Does this mean that on average you would be betting about $1600 to win $700 on a press of 3 pass line wins for a net loss of $900?
$3,300 to win $1,500 on 4 pass line wins losing $1,800?
$6,700 to win $3,100 on 5 pass line wins losing $3,600?
$13,700 to win $6,300 on 6 pass line wins losing $7,400?

What's the best way to interpret this expected value for power pressing a pass line bet?

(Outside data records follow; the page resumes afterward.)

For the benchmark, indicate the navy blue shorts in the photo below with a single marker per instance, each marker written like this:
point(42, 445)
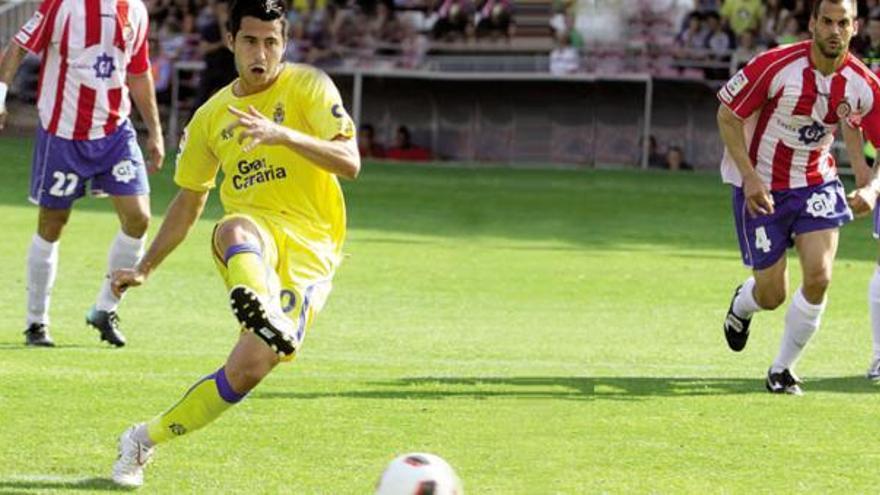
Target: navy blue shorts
point(62, 168)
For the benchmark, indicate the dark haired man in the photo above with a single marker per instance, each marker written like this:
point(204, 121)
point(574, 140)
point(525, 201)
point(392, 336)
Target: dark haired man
point(281, 137)
point(777, 119)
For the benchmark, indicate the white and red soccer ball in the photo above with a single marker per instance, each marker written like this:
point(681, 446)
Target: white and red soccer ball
point(419, 474)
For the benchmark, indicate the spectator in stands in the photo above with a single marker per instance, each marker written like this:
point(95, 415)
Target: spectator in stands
point(564, 59)
point(706, 6)
point(775, 17)
point(791, 32)
point(675, 160)
point(298, 44)
point(404, 149)
point(689, 43)
point(414, 45)
point(656, 159)
point(453, 20)
point(561, 10)
point(494, 18)
point(746, 48)
point(871, 52)
point(367, 144)
point(742, 15)
point(219, 60)
point(161, 65)
point(575, 38)
point(719, 44)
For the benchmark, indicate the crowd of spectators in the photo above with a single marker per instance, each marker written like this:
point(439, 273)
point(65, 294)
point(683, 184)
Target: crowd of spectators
point(731, 32)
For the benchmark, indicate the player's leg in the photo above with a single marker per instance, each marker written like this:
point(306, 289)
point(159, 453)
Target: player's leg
point(874, 307)
point(125, 252)
point(54, 185)
point(120, 172)
point(249, 273)
point(763, 241)
point(42, 269)
point(816, 251)
point(248, 363)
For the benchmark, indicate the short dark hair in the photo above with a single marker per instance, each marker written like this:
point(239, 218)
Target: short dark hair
point(814, 9)
point(265, 10)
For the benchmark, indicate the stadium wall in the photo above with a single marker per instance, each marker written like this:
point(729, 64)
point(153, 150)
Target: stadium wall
point(575, 123)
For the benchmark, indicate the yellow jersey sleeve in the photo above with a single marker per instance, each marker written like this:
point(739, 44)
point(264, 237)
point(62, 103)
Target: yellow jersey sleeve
point(196, 164)
point(325, 112)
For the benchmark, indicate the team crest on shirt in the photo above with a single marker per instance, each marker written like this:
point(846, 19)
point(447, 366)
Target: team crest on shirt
point(278, 116)
point(124, 171)
point(813, 133)
point(843, 110)
point(104, 66)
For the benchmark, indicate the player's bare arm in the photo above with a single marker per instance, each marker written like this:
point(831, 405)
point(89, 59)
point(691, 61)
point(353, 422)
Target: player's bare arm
point(8, 67)
point(182, 214)
point(339, 157)
point(143, 93)
point(864, 197)
point(758, 198)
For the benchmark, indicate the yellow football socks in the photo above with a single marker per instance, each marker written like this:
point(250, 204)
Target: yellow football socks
point(203, 403)
point(244, 266)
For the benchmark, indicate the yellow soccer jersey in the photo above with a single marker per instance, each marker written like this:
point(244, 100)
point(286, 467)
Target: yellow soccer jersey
point(272, 180)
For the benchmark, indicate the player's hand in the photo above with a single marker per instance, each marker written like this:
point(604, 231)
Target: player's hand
point(862, 200)
point(758, 198)
point(122, 279)
point(155, 146)
point(257, 127)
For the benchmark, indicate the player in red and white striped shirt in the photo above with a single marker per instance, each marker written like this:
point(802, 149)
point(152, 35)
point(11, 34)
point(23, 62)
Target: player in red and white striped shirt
point(94, 61)
point(777, 119)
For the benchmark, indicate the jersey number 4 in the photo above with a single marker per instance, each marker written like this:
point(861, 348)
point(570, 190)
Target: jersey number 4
point(762, 242)
point(65, 184)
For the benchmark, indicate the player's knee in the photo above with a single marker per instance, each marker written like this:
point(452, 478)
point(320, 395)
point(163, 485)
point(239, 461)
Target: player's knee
point(233, 231)
point(51, 223)
point(136, 225)
point(770, 299)
point(245, 377)
point(817, 283)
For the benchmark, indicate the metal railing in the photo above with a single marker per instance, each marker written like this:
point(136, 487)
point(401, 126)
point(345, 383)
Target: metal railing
point(13, 15)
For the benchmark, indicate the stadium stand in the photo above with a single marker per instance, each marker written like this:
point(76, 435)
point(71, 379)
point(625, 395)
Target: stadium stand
point(396, 71)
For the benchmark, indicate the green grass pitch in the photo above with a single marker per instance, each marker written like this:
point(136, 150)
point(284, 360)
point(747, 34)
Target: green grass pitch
point(547, 332)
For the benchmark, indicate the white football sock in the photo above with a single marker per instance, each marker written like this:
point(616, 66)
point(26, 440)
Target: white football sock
point(42, 269)
point(124, 253)
point(874, 310)
point(801, 322)
point(745, 305)
point(142, 435)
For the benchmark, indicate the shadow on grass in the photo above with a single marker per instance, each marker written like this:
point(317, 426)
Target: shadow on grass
point(42, 485)
point(574, 388)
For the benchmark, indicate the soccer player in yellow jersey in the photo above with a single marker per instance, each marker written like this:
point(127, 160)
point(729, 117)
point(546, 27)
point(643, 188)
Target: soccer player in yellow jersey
point(281, 137)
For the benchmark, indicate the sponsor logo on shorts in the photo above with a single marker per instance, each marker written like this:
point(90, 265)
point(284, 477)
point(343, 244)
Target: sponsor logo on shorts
point(124, 171)
point(813, 133)
point(822, 204)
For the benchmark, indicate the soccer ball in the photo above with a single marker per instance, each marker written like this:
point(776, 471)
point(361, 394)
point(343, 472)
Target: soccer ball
point(419, 474)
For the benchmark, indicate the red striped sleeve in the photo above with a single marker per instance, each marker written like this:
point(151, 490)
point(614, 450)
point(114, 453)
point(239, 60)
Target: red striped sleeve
point(749, 88)
point(35, 35)
point(58, 104)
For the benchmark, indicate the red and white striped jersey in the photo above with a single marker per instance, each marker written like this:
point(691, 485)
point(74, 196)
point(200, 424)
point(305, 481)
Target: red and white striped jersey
point(791, 111)
point(87, 49)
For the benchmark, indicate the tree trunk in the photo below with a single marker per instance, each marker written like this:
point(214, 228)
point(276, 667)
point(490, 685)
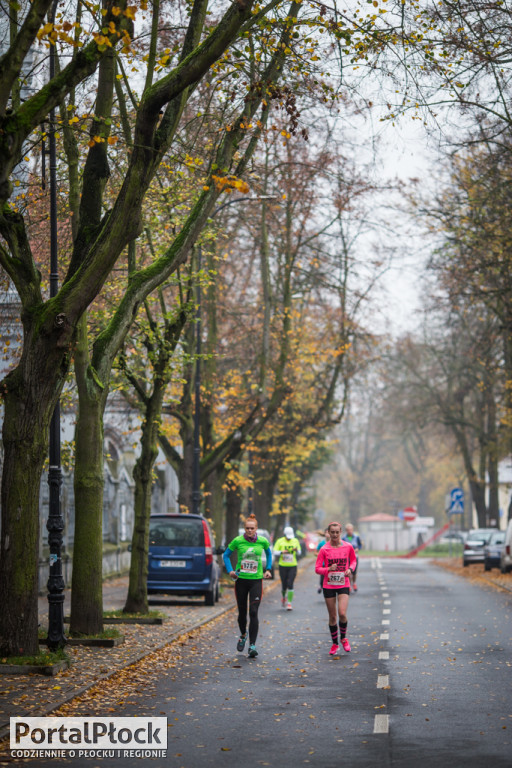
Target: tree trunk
point(478, 496)
point(492, 459)
point(25, 449)
point(233, 512)
point(265, 478)
point(185, 475)
point(137, 598)
point(214, 501)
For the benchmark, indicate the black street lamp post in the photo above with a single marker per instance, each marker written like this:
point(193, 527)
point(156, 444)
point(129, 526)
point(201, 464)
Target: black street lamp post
point(196, 479)
point(55, 523)
point(196, 485)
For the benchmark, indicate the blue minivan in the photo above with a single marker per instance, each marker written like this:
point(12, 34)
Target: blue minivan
point(182, 557)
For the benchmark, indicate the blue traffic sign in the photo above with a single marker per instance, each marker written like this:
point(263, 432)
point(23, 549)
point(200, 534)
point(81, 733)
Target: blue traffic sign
point(456, 502)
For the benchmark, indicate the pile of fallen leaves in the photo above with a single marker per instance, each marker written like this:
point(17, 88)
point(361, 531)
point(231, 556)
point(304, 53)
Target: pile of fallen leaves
point(477, 573)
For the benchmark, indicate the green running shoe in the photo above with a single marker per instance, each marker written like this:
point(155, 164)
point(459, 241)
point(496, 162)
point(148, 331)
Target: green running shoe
point(241, 642)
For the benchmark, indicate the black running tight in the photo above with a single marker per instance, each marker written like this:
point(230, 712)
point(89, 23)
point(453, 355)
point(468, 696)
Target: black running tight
point(252, 589)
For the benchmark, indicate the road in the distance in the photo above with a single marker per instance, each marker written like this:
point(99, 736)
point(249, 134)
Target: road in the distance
point(428, 681)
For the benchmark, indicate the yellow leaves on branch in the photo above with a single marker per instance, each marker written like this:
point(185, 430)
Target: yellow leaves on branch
point(230, 182)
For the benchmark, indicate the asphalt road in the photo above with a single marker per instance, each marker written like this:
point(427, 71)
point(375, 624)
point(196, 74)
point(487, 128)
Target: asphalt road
point(428, 682)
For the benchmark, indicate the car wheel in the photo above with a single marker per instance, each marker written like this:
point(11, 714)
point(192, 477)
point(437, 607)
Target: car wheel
point(209, 598)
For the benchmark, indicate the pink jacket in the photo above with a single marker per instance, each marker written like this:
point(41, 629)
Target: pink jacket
point(344, 557)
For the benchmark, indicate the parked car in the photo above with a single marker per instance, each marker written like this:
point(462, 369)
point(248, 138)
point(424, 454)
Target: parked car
point(263, 532)
point(506, 552)
point(473, 551)
point(453, 537)
point(182, 557)
point(492, 550)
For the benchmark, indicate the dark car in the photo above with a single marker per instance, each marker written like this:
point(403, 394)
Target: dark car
point(473, 551)
point(492, 550)
point(182, 557)
point(266, 535)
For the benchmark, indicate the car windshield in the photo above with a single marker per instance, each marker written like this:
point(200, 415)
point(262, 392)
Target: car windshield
point(176, 532)
point(479, 536)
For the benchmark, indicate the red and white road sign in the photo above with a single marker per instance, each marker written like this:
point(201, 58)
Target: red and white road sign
point(410, 513)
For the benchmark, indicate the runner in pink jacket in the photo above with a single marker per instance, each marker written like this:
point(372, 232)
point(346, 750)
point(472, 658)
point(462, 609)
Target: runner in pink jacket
point(335, 561)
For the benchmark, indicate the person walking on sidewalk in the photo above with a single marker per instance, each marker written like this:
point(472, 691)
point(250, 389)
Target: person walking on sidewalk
point(287, 548)
point(335, 561)
point(248, 576)
point(355, 540)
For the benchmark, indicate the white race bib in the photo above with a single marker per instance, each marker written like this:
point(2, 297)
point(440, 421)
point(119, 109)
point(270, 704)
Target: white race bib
point(249, 566)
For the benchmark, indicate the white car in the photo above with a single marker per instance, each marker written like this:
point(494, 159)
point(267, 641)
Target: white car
point(506, 552)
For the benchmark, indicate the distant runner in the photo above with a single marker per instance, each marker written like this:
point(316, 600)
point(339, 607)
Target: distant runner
point(318, 548)
point(355, 540)
point(287, 548)
point(248, 574)
point(335, 561)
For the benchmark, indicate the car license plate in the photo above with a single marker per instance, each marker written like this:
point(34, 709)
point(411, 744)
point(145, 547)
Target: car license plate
point(173, 564)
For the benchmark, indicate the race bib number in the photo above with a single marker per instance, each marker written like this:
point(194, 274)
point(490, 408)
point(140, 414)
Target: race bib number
point(249, 566)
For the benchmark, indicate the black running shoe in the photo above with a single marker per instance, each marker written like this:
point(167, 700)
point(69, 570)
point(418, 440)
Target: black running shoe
point(241, 642)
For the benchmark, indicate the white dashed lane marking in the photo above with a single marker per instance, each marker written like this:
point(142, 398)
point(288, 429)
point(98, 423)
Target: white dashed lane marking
point(381, 724)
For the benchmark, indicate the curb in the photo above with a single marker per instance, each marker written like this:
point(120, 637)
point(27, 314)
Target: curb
point(4, 730)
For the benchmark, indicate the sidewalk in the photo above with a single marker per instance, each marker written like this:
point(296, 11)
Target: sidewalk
point(34, 695)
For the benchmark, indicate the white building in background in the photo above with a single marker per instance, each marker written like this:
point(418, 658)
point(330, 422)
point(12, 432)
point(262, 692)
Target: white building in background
point(388, 533)
point(504, 489)
point(121, 445)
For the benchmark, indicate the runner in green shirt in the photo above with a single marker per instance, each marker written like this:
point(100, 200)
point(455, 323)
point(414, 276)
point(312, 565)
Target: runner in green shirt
point(287, 548)
point(249, 576)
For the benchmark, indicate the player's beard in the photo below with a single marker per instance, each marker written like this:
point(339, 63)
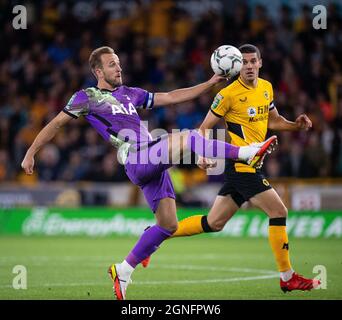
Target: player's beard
point(113, 82)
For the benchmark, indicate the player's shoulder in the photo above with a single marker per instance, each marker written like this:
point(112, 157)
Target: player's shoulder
point(264, 83)
point(79, 97)
point(230, 89)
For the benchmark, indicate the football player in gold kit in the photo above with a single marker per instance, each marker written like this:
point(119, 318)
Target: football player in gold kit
point(248, 110)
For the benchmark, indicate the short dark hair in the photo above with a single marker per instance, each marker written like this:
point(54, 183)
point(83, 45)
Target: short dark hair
point(95, 58)
point(249, 48)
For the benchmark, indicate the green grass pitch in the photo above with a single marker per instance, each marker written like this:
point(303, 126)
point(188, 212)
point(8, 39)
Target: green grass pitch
point(184, 268)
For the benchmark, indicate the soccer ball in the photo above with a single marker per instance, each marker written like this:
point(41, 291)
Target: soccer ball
point(226, 61)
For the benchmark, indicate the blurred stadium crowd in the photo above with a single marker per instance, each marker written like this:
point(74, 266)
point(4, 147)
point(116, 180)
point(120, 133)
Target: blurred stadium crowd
point(162, 46)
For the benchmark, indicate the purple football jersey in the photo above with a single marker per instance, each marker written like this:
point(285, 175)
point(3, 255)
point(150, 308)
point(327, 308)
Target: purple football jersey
point(113, 113)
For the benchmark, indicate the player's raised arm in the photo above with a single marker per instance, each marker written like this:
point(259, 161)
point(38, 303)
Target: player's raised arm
point(44, 136)
point(278, 122)
point(185, 94)
point(204, 130)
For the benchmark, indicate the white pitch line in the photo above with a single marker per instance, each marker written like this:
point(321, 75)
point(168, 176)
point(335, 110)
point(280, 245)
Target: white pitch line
point(161, 282)
point(270, 274)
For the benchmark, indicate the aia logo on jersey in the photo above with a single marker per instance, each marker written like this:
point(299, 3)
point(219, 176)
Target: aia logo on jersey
point(217, 101)
point(251, 111)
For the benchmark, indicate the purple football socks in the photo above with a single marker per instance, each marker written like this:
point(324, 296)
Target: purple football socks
point(147, 244)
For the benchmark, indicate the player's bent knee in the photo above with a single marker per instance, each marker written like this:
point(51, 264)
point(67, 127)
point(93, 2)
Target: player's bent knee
point(216, 226)
point(172, 227)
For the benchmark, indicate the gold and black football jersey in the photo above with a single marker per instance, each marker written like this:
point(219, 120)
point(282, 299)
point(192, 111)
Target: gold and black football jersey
point(245, 112)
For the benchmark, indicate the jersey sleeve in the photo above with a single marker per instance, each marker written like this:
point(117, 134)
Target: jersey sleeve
point(272, 105)
point(145, 99)
point(78, 104)
point(220, 104)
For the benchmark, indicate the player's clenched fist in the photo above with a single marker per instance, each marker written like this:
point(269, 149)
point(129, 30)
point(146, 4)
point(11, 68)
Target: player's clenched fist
point(28, 164)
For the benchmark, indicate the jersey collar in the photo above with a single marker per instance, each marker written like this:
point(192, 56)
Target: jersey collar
point(107, 90)
point(246, 85)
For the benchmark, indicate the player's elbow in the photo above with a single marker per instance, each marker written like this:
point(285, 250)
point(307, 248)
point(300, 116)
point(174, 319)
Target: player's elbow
point(217, 226)
point(280, 212)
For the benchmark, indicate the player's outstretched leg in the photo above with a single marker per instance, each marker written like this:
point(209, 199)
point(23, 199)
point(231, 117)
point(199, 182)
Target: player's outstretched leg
point(298, 282)
point(211, 148)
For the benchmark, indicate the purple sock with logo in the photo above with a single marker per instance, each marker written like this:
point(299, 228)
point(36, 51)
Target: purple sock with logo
point(211, 148)
point(147, 244)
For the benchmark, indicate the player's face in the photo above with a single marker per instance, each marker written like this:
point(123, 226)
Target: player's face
point(111, 69)
point(250, 67)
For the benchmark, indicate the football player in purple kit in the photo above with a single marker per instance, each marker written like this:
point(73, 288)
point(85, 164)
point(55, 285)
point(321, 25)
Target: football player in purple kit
point(110, 108)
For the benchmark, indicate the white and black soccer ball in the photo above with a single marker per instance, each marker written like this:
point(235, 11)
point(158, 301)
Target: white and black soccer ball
point(226, 61)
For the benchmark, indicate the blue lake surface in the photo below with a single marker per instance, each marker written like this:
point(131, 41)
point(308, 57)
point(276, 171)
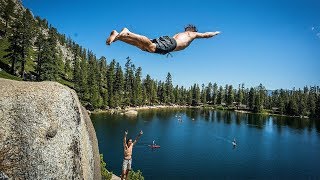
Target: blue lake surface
point(197, 144)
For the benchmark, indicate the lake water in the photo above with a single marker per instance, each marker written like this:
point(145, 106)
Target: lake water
point(197, 144)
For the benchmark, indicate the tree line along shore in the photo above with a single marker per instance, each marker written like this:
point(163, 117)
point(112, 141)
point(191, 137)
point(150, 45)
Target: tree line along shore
point(33, 50)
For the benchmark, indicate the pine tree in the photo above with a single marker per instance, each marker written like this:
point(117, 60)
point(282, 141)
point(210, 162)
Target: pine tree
point(49, 66)
point(251, 98)
point(148, 85)
point(83, 80)
point(8, 13)
point(215, 94)
point(240, 94)
point(128, 82)
point(118, 86)
point(312, 101)
point(230, 95)
point(110, 80)
point(203, 94)
point(76, 72)
point(220, 95)
point(93, 78)
point(15, 48)
point(27, 34)
point(137, 88)
point(317, 111)
point(103, 85)
point(169, 89)
point(209, 92)
point(67, 69)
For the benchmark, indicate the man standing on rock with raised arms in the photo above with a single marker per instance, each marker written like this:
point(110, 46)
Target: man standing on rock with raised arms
point(127, 149)
point(161, 45)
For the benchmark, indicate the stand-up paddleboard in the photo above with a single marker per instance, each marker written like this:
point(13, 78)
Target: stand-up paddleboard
point(154, 146)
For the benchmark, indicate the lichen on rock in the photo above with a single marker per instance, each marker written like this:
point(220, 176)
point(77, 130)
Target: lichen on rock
point(45, 133)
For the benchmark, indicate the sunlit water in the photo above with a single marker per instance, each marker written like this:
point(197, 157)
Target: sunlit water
point(197, 144)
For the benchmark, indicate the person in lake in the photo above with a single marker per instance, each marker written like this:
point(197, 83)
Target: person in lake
point(127, 149)
point(163, 44)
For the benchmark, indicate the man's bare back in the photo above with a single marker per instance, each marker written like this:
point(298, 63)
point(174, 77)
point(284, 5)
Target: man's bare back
point(162, 45)
point(183, 39)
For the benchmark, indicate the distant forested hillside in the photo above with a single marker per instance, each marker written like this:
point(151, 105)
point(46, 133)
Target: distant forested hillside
point(31, 49)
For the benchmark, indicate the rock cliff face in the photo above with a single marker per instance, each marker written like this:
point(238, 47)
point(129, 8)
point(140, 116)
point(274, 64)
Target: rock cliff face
point(45, 133)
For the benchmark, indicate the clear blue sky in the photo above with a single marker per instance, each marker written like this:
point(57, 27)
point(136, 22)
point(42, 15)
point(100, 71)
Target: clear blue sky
point(273, 42)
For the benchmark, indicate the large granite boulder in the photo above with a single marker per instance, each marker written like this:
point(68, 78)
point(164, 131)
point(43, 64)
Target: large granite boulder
point(45, 133)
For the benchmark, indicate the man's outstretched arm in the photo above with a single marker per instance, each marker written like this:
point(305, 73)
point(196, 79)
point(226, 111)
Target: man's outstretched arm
point(137, 138)
point(207, 34)
point(125, 139)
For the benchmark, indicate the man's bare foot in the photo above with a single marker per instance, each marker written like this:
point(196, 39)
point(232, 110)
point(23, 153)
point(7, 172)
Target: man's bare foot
point(123, 33)
point(112, 37)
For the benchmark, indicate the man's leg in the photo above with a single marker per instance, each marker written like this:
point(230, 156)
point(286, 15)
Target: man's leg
point(137, 40)
point(128, 167)
point(124, 169)
point(123, 174)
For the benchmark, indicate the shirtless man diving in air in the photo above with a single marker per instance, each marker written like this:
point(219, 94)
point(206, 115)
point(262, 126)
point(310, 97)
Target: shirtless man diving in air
point(161, 45)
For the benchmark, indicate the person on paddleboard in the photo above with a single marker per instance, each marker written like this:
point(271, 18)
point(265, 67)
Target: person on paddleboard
point(127, 149)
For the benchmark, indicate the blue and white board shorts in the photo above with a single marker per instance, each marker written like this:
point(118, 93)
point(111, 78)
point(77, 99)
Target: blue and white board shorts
point(126, 165)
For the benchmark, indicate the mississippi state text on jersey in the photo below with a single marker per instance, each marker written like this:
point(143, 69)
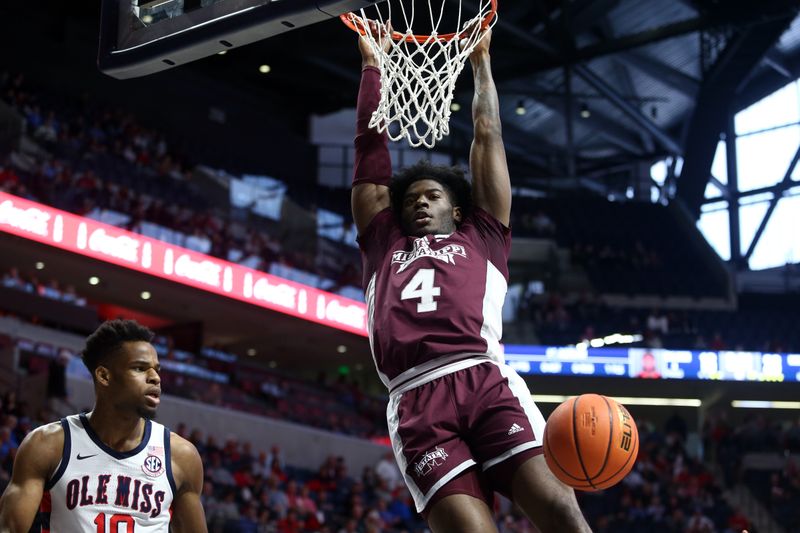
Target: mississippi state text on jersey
point(98, 489)
point(436, 299)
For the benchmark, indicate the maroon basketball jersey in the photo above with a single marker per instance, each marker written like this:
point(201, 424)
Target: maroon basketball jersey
point(434, 298)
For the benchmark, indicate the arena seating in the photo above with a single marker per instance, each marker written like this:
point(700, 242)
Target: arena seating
point(626, 248)
point(97, 160)
point(762, 454)
point(252, 489)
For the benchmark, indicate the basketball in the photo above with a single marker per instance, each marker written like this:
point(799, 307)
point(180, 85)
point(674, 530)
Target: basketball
point(590, 442)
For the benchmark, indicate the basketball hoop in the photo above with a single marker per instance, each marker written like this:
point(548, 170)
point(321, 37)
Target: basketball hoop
point(419, 70)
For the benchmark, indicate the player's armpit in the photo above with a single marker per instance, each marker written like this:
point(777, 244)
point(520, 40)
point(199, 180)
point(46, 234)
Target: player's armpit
point(187, 510)
point(368, 199)
point(491, 185)
point(36, 460)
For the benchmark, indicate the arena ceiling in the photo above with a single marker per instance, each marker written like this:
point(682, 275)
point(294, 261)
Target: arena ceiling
point(628, 74)
point(607, 86)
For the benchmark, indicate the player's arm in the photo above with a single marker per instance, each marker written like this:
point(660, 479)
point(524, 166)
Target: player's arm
point(36, 461)
point(187, 511)
point(491, 185)
point(373, 166)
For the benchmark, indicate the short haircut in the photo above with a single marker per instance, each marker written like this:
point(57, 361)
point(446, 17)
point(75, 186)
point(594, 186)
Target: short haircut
point(108, 339)
point(451, 178)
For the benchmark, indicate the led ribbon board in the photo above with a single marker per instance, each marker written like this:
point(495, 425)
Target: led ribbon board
point(654, 364)
point(84, 236)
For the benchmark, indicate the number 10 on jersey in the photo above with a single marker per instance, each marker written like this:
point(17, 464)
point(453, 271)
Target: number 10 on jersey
point(114, 523)
point(422, 286)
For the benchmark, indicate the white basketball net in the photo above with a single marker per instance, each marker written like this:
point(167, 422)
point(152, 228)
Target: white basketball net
point(418, 79)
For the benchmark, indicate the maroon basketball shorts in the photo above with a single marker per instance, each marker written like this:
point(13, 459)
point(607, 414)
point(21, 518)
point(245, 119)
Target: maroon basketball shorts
point(474, 417)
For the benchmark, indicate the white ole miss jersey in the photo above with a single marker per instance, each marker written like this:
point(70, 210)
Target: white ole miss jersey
point(100, 490)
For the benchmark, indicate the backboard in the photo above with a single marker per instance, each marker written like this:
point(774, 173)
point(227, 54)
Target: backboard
point(141, 37)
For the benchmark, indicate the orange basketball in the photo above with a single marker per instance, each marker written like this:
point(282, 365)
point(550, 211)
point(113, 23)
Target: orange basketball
point(590, 442)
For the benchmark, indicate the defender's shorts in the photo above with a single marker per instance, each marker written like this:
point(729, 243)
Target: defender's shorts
point(482, 415)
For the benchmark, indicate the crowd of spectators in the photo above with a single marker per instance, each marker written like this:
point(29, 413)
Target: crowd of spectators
point(762, 454)
point(101, 159)
point(667, 491)
point(761, 323)
point(52, 289)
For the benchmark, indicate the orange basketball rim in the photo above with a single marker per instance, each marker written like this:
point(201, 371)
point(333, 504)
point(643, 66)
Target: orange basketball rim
point(357, 24)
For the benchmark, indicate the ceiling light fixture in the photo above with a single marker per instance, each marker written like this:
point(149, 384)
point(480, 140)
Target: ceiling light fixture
point(764, 404)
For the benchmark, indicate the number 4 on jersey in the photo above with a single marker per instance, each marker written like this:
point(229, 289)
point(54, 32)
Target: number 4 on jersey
point(421, 286)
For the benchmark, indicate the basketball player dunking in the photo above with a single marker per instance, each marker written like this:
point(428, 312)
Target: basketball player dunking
point(114, 469)
point(435, 254)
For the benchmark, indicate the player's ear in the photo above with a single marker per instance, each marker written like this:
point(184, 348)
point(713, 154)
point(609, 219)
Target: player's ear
point(102, 375)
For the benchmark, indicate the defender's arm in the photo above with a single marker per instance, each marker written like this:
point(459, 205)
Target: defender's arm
point(491, 185)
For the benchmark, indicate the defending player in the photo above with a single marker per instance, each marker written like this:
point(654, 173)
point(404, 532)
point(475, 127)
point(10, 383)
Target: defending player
point(113, 469)
point(435, 254)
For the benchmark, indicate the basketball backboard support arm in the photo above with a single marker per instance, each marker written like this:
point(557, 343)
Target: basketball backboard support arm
point(141, 37)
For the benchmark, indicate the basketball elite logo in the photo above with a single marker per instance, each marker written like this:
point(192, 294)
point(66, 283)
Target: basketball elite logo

I would like to know the %probability of pass line wins of a series of 1 2,3,4,5 or 6 wins. Probability of 1 win is shown above as 49%. However, I would like to see the result of calculations where we ignore the "natural" wins on the comeout, The reason for my question is that box number place bets are normally OFF on a comeout and thus not vulnerable to a 7. So how long do I keep my place bets working after successive points are set? What is the risk of leaving them ON after 2 points have been made, or after 3 points have been made? I think for my purposes we should ignore the Craps numbers on the comeout roll as well. So essentially the question is: assume a point has been set. What is probability that shooter will make 1 or 2 or 3 or 4 or 5 or 6 points before finally SO ?

Quote: barigh

I would like to know the %probability of pass line wins of a series of 1 2,3,4,5 or 6 wins. Probability of 1 win is shown above as 49%. However, I would like to see the result of calculations where we ignore the "natural" wins on the comeout, The reason for my question is that box number place bets are normally OFF on a comeout and thus not vulnerable to a 7. So how long do I keep my place bets working after successive points are set? What is the risk of leaving them ON after 2 points have been made, or after 3 points have been made? I think for my purposes we should ignore the Craps numbers on the comeout roll as well. So essentially the question is: assume a point has been set. What is probability that shooter will make 1 or 2 or 3 or 4 or 5 or 6 points before finally SO ?
link to original post

If you assume a point has been set, the probability of making the point (without specifying what it is) is 1/4 x 1/3 + 1/3 x 2/5 + 5/12 x 5/11 = 67/165

The probability of making exactly N points and then sevening out is (67/165)^N x 98/165.
0 points made: 59.3939%
1 point made: 24.1175%
2 points made: 9.7932%
3 points made: 3.9766%
4 points made: 1.6148%
5 points made: 0.6557%
6 points made: 0.2662%
7 points made: 0.1081%

If you are looking for the probability of reaching a certain number of consecutive points without sevening out:
1 point: 40.6061%
2 points: 16.4885%
3 points: 6.6953%
4 points: 2.7187%
5 points: 1.104%
6 points: 0.4483%
7 points: 0.182%

I like MustangSally's Chart better, just skip the odds bets and do a progression on strictly the PL bets. I might add a progression on 1 or 3 come bets too. If I can hit a PL winner twice per shooter, I'll be on my way and ahead with the progression. But I had the misfortune to have a 50 to 70 roll turn the other night and only made a few PL hits while everybody else hit at least 4 dozen box numbers, so I've got nothing but FOMO. This was the type of night where I needed nearly 20 rolls to get a decision on a point of 6 or 8, while the sister number got clobbered. Then throw in the random craps 12 on the come-out rolls and it ends the PL progression I was working on, over and over again. That's why I like Place Bets, they don't lose per shooter and they can be progressed. But it's always a toss-up whether the PL hits better than a PB 6 or 8; and it's tempting to play all 3.